Sauper, whose previous film “Darwin’s Nightmare” got an Oscar nomination went on to say:
“To make a long story a bit short and to make a caricature, into the hemisphere of Sudan the North, which was more under Chinese influence, and the hemisphere of the South, which was more under Texan influence I would say. The President of the South Sudan wears a cowboy hat which was gift from George W. Bush, and that means in itself quite a lot, I think. He never takes his hat off anymore”
According to Sauper, the mantra for this movie is a quote by Mark Twain which says “History doesn’t repeat itself, but it does rhyme”. He went on to expound on the fact that although the new superpowers are not the slave traders of 15th century Europe, the narrative still remains the same.
“We are representing the light and moral standards, the superiority, the technically evolved, etcetera. And we have to bring those people up, which is a terrifying demon from colonialism. And we carry this, and the point I made in my film, ‘We Come as Friends’ is that this demon of thinking is inside of people’s DNA.”

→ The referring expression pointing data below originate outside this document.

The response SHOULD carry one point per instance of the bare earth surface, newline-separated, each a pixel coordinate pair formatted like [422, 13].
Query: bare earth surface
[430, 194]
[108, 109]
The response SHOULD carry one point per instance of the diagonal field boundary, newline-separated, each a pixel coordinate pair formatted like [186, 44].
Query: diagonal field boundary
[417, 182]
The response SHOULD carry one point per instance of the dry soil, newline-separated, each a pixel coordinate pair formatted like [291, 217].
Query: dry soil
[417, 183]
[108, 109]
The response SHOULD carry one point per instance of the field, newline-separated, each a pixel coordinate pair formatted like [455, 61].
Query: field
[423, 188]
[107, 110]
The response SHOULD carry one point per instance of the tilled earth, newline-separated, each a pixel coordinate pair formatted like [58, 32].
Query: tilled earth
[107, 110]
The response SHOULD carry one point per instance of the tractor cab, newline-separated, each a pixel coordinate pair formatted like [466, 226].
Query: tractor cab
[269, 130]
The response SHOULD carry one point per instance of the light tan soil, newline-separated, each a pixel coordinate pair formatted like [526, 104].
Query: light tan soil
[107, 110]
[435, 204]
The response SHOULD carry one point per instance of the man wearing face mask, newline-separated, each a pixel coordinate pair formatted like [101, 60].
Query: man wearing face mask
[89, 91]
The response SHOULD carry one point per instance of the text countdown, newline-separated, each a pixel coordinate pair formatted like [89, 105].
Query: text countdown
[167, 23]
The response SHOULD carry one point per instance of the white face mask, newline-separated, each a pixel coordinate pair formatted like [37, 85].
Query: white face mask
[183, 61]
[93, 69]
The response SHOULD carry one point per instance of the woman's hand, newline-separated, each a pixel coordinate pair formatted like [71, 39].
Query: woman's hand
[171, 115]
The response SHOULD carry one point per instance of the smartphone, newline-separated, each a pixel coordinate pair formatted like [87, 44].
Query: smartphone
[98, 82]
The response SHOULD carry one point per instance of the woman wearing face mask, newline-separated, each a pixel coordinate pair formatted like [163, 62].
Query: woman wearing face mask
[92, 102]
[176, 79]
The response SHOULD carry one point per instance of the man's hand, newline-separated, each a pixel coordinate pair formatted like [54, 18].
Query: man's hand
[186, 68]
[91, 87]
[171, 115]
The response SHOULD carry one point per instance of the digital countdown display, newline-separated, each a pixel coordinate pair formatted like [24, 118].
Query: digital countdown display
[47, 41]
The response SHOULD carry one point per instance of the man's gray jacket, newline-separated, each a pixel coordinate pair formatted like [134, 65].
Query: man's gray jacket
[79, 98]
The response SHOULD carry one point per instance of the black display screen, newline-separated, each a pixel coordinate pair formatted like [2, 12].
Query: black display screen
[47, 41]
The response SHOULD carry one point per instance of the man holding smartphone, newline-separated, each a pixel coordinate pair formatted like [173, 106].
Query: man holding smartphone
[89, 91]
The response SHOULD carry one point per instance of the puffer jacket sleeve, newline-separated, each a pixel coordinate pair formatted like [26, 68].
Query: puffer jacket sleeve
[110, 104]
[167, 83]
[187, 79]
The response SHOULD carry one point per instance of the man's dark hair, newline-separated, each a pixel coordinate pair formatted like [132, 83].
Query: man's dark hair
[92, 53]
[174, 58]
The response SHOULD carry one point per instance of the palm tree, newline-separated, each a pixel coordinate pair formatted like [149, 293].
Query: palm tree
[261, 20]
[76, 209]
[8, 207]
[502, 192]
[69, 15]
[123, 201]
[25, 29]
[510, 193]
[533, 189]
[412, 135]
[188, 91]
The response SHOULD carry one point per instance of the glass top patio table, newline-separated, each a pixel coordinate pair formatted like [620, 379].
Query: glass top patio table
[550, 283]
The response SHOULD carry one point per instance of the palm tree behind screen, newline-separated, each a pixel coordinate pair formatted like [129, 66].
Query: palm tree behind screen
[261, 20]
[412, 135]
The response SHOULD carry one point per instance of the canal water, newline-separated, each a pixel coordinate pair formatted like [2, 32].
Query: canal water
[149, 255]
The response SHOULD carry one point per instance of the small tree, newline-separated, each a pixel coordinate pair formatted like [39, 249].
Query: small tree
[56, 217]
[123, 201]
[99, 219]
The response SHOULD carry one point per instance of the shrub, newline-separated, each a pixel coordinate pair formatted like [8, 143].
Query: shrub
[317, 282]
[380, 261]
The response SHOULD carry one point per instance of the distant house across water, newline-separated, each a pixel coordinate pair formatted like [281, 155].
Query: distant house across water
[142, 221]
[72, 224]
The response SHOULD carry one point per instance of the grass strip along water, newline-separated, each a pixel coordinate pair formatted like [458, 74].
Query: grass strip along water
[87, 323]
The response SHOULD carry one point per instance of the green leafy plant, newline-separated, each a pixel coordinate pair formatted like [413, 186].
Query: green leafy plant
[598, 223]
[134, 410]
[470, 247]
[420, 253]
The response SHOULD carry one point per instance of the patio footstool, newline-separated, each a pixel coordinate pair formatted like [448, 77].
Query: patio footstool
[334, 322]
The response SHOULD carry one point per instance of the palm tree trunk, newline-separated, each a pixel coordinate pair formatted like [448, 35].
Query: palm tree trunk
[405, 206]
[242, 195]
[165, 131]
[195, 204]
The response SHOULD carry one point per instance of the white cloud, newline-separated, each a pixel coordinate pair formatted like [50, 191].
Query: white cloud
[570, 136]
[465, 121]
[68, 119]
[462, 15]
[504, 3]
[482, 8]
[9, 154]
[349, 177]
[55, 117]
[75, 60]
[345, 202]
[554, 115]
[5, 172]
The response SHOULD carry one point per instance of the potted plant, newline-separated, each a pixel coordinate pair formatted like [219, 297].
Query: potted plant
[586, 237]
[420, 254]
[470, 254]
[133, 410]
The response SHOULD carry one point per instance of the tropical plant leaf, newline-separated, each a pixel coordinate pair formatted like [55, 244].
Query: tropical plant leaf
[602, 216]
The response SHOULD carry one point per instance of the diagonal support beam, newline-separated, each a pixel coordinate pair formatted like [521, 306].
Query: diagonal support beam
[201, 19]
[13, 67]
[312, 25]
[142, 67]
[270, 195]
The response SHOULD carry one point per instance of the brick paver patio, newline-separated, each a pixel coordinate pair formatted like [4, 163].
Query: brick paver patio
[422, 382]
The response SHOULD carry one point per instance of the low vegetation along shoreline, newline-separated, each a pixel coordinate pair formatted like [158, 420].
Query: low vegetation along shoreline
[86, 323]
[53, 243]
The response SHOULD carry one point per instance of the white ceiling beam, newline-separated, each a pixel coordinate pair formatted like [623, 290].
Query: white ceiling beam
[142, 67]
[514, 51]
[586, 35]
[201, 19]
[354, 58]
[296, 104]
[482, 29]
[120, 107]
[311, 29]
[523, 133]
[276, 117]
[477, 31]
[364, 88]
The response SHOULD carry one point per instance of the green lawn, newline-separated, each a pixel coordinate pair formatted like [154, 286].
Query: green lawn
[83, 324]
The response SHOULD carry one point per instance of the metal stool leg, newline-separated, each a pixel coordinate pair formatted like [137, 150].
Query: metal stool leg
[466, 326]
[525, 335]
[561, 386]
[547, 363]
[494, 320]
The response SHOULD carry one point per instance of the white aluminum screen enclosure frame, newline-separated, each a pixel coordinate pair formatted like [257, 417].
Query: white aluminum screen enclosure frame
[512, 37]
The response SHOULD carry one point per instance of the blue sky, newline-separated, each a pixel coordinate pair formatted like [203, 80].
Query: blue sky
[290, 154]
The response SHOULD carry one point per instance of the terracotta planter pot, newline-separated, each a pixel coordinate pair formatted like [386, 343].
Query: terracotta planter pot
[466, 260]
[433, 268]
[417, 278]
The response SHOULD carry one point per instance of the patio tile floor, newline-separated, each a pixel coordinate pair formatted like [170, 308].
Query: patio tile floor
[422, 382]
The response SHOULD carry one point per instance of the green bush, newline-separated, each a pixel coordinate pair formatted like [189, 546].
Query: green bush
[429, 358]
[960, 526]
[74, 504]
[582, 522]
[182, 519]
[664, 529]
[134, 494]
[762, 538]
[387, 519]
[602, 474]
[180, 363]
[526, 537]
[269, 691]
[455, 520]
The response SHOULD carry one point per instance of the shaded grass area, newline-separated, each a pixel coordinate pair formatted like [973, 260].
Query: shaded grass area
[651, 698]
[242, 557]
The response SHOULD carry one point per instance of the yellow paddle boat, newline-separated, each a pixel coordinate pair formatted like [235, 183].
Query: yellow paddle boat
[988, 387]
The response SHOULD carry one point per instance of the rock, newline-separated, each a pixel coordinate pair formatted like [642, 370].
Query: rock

Sauper went on to explain that ‘We Come as Friends’ has an underlying message which explain the ulterior motive of some of Africa’s international friends.
“And of course from our point of view, from the West in this colonial legacy, we bring civilization, we bring light, we bring industrialization, what we call progress. And the progress that we have a consensus about is not always progress for what you find on the field to my point of view.”